大地のエネルギーを感じさせるその滋味と、独特の香りがたまりません。

フキは全国の山野に自生する数少ない日本原産の野菜で、キク科の多年草です。

「春苦味、夏は酢の物、秋辛味、冬は油と合点して食え」とは食養生の祖である石塚左玄(18511909)の言葉です。

春に出回る野草や山菜には苦味が多いのが特徴ですが、抗酸化力の高いポリフェノール群が豊富に含まれています。それらを食べることによって、冬の間に体内に溜まった老廃物や脂肪を排出することができます。

とくに苦味の部分に多く含まれていますので、あまりアクを抜きすぎないほうがいいと思います。

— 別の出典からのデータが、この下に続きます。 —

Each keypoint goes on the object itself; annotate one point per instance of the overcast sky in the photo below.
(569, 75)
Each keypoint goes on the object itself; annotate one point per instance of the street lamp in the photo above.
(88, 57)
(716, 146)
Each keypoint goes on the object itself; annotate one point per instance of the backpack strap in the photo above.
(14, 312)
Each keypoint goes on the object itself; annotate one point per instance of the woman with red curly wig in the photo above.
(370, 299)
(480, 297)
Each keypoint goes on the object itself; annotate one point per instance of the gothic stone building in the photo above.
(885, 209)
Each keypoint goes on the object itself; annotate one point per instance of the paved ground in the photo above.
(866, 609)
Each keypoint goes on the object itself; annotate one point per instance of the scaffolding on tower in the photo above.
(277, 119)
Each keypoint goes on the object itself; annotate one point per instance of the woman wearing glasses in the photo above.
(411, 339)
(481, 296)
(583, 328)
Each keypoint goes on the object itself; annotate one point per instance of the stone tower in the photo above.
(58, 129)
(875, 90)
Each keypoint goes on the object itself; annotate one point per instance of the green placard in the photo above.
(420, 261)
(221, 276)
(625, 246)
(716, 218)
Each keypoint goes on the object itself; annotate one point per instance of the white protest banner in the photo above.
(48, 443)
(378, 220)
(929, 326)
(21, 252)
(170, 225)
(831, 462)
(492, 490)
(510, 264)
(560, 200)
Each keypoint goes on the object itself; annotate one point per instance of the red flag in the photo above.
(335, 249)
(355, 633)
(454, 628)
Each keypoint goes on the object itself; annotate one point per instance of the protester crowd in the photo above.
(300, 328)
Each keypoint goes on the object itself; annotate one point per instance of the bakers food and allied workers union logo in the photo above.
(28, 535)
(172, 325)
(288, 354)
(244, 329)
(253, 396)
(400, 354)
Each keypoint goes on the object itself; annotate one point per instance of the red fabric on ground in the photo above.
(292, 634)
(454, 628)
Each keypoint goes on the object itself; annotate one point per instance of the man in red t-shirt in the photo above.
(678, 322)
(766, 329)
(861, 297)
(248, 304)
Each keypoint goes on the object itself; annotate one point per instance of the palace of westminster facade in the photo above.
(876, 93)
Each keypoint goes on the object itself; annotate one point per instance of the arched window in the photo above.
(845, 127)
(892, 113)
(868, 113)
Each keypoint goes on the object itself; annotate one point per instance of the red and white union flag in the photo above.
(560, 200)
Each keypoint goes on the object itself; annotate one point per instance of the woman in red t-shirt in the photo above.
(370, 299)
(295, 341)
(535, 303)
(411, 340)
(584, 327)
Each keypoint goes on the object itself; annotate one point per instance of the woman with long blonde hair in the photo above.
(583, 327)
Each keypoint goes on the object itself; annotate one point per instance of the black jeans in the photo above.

春先の疲れやだるさを取り去るとともに、やがて訪れる暑い夏を元気に乗り切るためにも、苦味のある野草や山菜を多く摂りましょう。

その代表選手が、筋の通ったフキです。

シンプルに油揚げ、イリコ(煮干)と一緒に炒り煮を作って、この時季にしか味わえない風味を楽しみましょう。
<材料>

フキ 300gほど、油揚げ 1枚、イリコ30g

~調味料など~

砂糖 大さじ1.5、醤油 大さじ2、酒 大さじ2、みりん 大さじ2、白だしまたは薄口醤油 大さじ1、塩 少々、だし 2カップ、サラダ油 大さじ3
<下拵え>

フキのアク抜きとして塩をふって板ずりをしてから茹でるという方法もありますが、アクを抜きすぎないという意味で親父亭流は茹でないで皮をむきます。

フキは採取したらなるべく早く皮をむきます。素手で皮をむくとアクで指先が黒くなりますので、ビニール袋などを利用すると手を汚さずきれいにむけます。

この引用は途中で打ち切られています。